Saves this RDD of key-value pairs (RDD[K,V]) to any Hadoop-supported storage system with new Hadoop API (using a Hadoop Configuration object for that storage system).

The configuration should set relevant output params (an output format, output paths, e.g. a table name to write to) in the same way as it would be configured for a Hadoop MapReduce job.

saveAsNewAPIHadoopDataset uses the SparkHadoopWriter utility to write the key-value RDD out with a HadoopMapReduceWriteConfigUtil (for the given Hadoop Configuration)

saveAsNewAPIHadoopFile

saveAsNewAPIHadoopFile(
  path: String,
  keyClass: Class[_],
  valueClass: Class[_],
  outputFormatClass: Class[_ <: NewOutputFormat[_, _]],
  conf: Configuration = self.context.hadoopConfiguration): Unit
saveAsNewAPIHadoopFile[F <: NewOutputFormat[K, V]](
  path: String)(implicit fm: ClassTag[F]): Unit

groupByKey and reduceByKey Transformations

reduceByKey is sort of a particular case of aggregateByKey.

You may want to look at the number of partitions from another angle.

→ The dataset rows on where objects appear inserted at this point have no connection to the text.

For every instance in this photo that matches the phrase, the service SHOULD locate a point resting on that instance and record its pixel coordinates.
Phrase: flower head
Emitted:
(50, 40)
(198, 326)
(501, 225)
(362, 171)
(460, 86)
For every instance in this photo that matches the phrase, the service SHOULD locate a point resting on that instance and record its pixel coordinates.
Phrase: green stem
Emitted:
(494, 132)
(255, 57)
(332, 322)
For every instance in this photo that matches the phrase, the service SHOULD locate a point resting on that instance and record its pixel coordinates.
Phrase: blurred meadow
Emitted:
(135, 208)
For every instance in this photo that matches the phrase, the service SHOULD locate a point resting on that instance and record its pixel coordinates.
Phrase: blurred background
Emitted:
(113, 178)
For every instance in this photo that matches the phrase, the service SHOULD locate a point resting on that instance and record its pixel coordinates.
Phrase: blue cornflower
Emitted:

It may often not be important to have a given number of partitions upfront (at RDD creation time upon loading data from data sources), so only "regrouping" the data by key after it is an RDD might be…​the key (pun not intended).

You can use groupByKey or another PairRDDFunctions method to have a key in one processing flow.

You could use partitionBy that is available for RDDs to be RDDs of tuples, i.e. PairRDD:

rdd.keyBy(_.kind)
  .partitionBy(new HashPartitioner(PARTITIONS))
  .foreachPartition(...)

Think of situations where kind has low cardinality or highly skewed distribution and using the technique for partitioning might be not an optimal solution.

You could do as follows:

rdd.keyBy(_.kind).reduceByKey(....)

or mapValues or plenty of other solutions. FIXME, man.

combineByKeyWithClassTag Transformations

combineByKeyWithClassTag[C](
  createCombiner: V => C,
  mergeValue: (C, V) => C,
  mergeCombiners: (C, C) => C)(implicit ct: ClassTag[C]): RDD[(K, C)] (1)
combineByKeyWithClassTag[C](
  createCombiner: V => C,
  mergeValue: (C, V) => C,
  mergeCombiners: (C, C) => C,
  numPartitions: Int)(implicit ct: ClassTag[C]): RDD[(K, C)] (2)
combineByKeyWithClassTag[C](
  createCombiner: V => C,
  mergeValue: (C, V) => C,
  mergeCombiners: (C, C) => C,
  partitioner: Partitioner,
  mapSideCombine: Boolean = true,
  serializer: Serializer = null)(implicit ct: ClassTag[C]): RDD[(K, C)]
1 FIXME
2 FIXME too

combineByKeyWithClassTag transformations use mapSideCombine enabled (i.e. true) by default. They create a ShuffledRDD with the value of mapSideCombine when the input partitioner is different from the current one in an RDD.

combineByKeyWithClassTag is a base transformation for combineByKey-based transformations, aggregateByKey, foldByKey, reduceByKey, countApproxDistinctByKey, and groupByKey.